I can hear it, but because maybe its singing a few different tunes, I haven’t found my “song” yet.
Is that crazy? Do you believe that you have a heartsong that you were meant to pursue? Something that always brings you back to a dream that you feel is unfulfilled.
Now listen here. If you tell me your heart always wanted to be Eva Longoria, I know that this will be a LIE because she only rose in popularity in the last six years. It needs to be a legit heartsong. A yearning, really. A yearning to pursue something which you have captured and mastered in your dreams in a way that you are comforted by the thought, and saddened by its absence in life.
For friends who I have who have taken that leap of faith, I must say that I applaud you. You are braver than me, and definitely more talented than I will ever be in the areas you found your heartsongs.
You make me want to be brave and own up to my own dreams.
And do you think that maybe if we listened a little harder to that song, and muted all of the other crap in our lives while also paying less attention to all of the areas that we are weak or make excuses for – that we are denying ourselves and our families a better life?
Just because YOU would ultimately be happier.
The journey to find your heartsong is a tough one.

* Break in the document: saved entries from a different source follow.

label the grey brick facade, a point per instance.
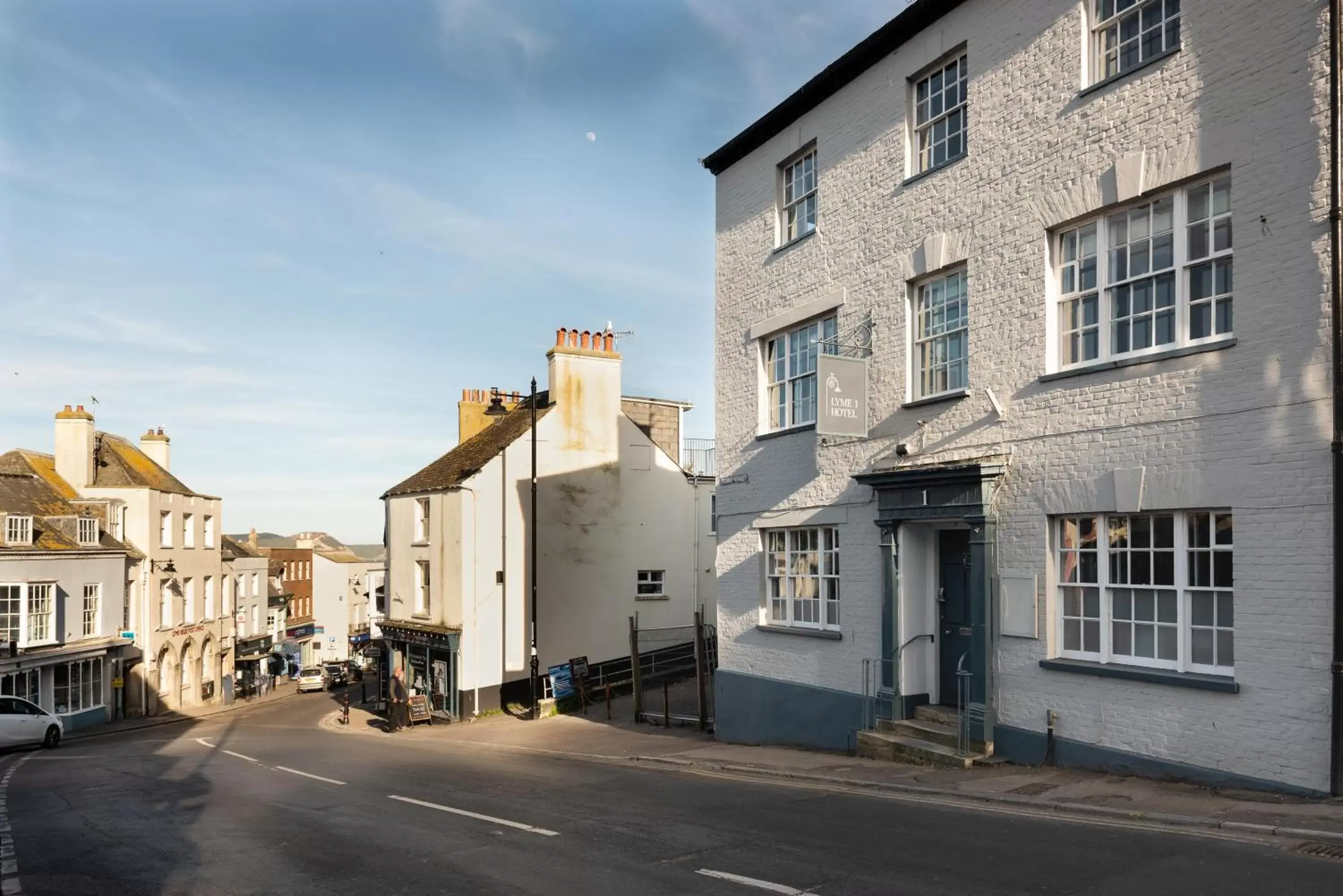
(1243, 426)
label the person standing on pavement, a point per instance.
(397, 707)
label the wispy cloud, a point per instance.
(472, 27)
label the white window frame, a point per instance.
(1111, 39)
(787, 600)
(422, 519)
(88, 531)
(422, 588)
(1106, 590)
(14, 602)
(798, 196)
(92, 610)
(650, 585)
(18, 530)
(1068, 274)
(78, 698)
(934, 113)
(790, 367)
(41, 594)
(166, 605)
(930, 333)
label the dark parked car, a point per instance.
(338, 675)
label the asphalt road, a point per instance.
(264, 801)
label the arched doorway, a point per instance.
(188, 675)
(164, 684)
(209, 670)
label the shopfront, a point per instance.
(429, 655)
(250, 667)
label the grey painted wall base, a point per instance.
(750, 710)
(86, 719)
(1028, 749)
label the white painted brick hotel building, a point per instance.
(1146, 527)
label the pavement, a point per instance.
(280, 797)
(184, 714)
(1071, 792)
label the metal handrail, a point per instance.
(872, 679)
(962, 702)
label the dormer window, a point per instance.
(88, 531)
(18, 530)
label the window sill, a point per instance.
(1139, 674)
(783, 247)
(787, 430)
(1099, 85)
(828, 635)
(1141, 359)
(941, 397)
(914, 179)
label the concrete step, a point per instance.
(922, 729)
(942, 715)
(892, 747)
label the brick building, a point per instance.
(1083, 483)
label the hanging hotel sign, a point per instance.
(844, 395)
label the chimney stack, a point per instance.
(74, 446)
(585, 380)
(155, 445)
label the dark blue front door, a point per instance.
(953, 609)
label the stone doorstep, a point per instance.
(894, 747)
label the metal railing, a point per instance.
(881, 687)
(697, 457)
(963, 676)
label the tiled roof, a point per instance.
(231, 549)
(31, 488)
(475, 453)
(121, 465)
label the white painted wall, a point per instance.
(1245, 427)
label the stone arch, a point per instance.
(209, 664)
(166, 683)
(188, 674)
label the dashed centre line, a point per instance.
(305, 774)
(753, 882)
(479, 817)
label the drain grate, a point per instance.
(1033, 789)
(1323, 851)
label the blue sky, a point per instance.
(291, 233)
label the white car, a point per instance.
(27, 723)
(312, 679)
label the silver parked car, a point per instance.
(23, 722)
(312, 679)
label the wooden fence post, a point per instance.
(637, 678)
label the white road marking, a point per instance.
(477, 816)
(295, 772)
(753, 882)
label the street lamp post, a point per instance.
(497, 409)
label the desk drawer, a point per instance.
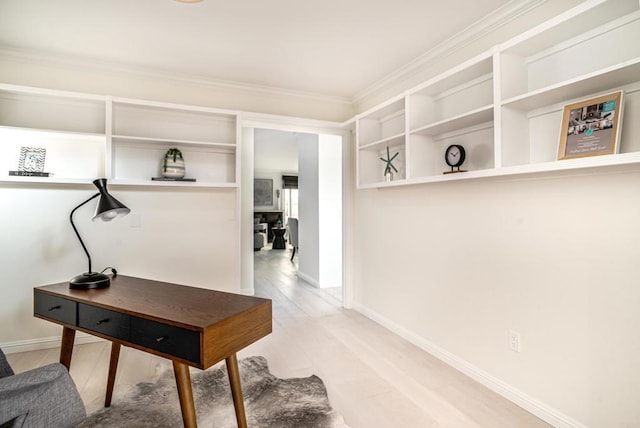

Sometimes realizing you have not achieved it makes it hard for your heart to sing anything, even happy Christmas songs. But you are brave and you can do this. Maybe in 2012 we can all listen a little bit HARDER and sing a little bit LOUDER.
It’s not easy. Hard things never are. That’s what makes them hard.
But soooo worth it.
I may not know my heartsong yet, but I can sing a bra off a drunk girl in a crowded bar. (True story, I HAVE done this). So I think its important that I really give this whole thing a try.
Don’t you think you should too?
Dig deep. Don’t tell me resolutions. Tell me your dreams. What have you always wanted to do? What made you stop? Could you, WOULD you – if you knew that it was an option?
If you could, but you won’t, why not? Are you scared?
Please don’t stop dreaming sisters and misters. You are brave. You CAN do it. I will try with you and I guarantee that if we do – we will sing this song in really kick ass harmony together. Like a “Feed the World” meets “USA for Africa” kind of harmony.
Sing your heart out. Just don’t let you heart ever stop singing. Even if right now, it may only be a whisper.